Jelly sandwiches? Lol


----------



## jfrabat (Nov 11, 2012)

fiberglass?  stacked paper?


----------



## 480sparky (Nov 11, 2012)

jfrabat said:


> .........stacked paper?




Oh!  The compass needle just moved!


----------



## snowbear (Nov 11, 2012)

Smith Island Cake - no, that's not right.  Foam board?


----------



## kathyt (Nov 11, 2012)

Newspaper


----------



## 480sparky (Nov 11, 2012)

kathythorson said:


> Newspaper



News flash!..................







































No.


----------



## kathyt (Nov 11, 2012)

480sparky said:


> kathythorson said:
> 
> 
> > Newspaper
> ...



Why, oh, why sparkles do you get my hopes up? My self worth relies on getting these right!


----------



## 480sparky (Nov 11, 2012)

kathythorson said:


> Why, oh, why sparkles do you get my hopes up?
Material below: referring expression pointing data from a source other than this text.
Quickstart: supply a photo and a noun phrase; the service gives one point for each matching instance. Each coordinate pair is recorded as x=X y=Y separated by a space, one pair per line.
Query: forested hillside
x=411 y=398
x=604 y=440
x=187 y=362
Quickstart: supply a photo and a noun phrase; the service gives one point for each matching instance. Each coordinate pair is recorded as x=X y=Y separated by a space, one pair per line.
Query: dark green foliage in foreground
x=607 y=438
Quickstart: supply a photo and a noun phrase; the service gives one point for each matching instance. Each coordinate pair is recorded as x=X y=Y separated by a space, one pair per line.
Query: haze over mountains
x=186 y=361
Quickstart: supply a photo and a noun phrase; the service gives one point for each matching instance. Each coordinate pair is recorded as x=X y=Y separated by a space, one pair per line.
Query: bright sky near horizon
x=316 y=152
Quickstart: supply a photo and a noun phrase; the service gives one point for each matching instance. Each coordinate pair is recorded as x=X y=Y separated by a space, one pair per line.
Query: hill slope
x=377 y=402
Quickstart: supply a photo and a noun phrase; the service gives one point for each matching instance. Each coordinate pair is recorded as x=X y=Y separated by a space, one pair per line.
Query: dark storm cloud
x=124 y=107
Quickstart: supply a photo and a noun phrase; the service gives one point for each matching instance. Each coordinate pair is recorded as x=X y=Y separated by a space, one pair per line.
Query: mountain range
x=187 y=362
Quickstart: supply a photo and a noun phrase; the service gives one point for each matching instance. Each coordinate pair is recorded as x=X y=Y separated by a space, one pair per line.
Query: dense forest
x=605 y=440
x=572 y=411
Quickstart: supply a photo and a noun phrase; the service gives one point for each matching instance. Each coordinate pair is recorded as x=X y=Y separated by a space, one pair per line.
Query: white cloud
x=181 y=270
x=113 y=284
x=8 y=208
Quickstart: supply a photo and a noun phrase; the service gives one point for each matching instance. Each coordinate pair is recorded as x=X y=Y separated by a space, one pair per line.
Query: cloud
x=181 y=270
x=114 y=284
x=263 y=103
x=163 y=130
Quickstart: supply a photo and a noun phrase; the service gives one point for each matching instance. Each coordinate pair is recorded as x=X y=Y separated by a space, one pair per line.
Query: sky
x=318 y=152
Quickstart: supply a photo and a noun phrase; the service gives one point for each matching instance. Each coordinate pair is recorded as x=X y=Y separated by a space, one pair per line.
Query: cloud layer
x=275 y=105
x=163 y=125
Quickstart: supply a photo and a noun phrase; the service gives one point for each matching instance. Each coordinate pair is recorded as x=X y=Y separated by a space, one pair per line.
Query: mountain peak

My self worth relies on getting these right!



Then quit taking baths.  
	

	
	
		
		

		
		
	


	





But you're on the right track!


----------



## ryanwaff (Nov 11, 2012)

Shredded newspaper in stacks?


----------



## kathyt (Nov 11, 2012)

carbon copies from a checkbook or a book


----------



## ryanwaff (Nov 12, 2012)

Newspaper insulation?


----------



## jfrabat (Nov 12, 2012)

Could it be a book?  I mean, the pages...


----------



## 480sparky (Nov 12, 2012)




----------



## 4meandthem (Nov 12, 2012)

Inkjet paper


----------



## 480sparky (Nov 12, 2012)

Seems no one can cut this one.


----------



## jfrabat (Nov 12, 2012)

Courduroy?  Or a rug of some sort?


----------



## 480sparky (Nov 13, 2012)

Since the last image I posted is the entire frame (not just a part of one), I don't know if I have the heart to post any more clues.


----------



## thetrue (Nov 13, 2012)

Is it a lint brush?


----------



## PixelRabbit (Nov 13, 2012)

Stack of business cards ... Or prints?


----------



## 480sparky (Nov 13, 2012)

PixelRabbit said:


> Stack of business cards ... Or prints?



Oh............. so close!  Maybe with a little magic you can get this one!


----------



## PixelRabbit (Nov 13, 2012)

Oh! Playing cards!


----------



## 480sparky (Nov 13, 2012)

PixelRabbit said:


> Oh! Playing cards!





I was afraid I was going to have to club you with more clues!


----------



## thetrue (Nov 13, 2012)

Oh no! I'm too slow! Damn driving places slowing me down!


----------



## PixelRabbit (Nov 13, 2012)

thetrue said:


> Oh no! I'm too slow! Damn driving places slowing me down!


----------



## jfrabat (Nov 14, 2012)

I started so close and drifted SOOOO far away!!!


----------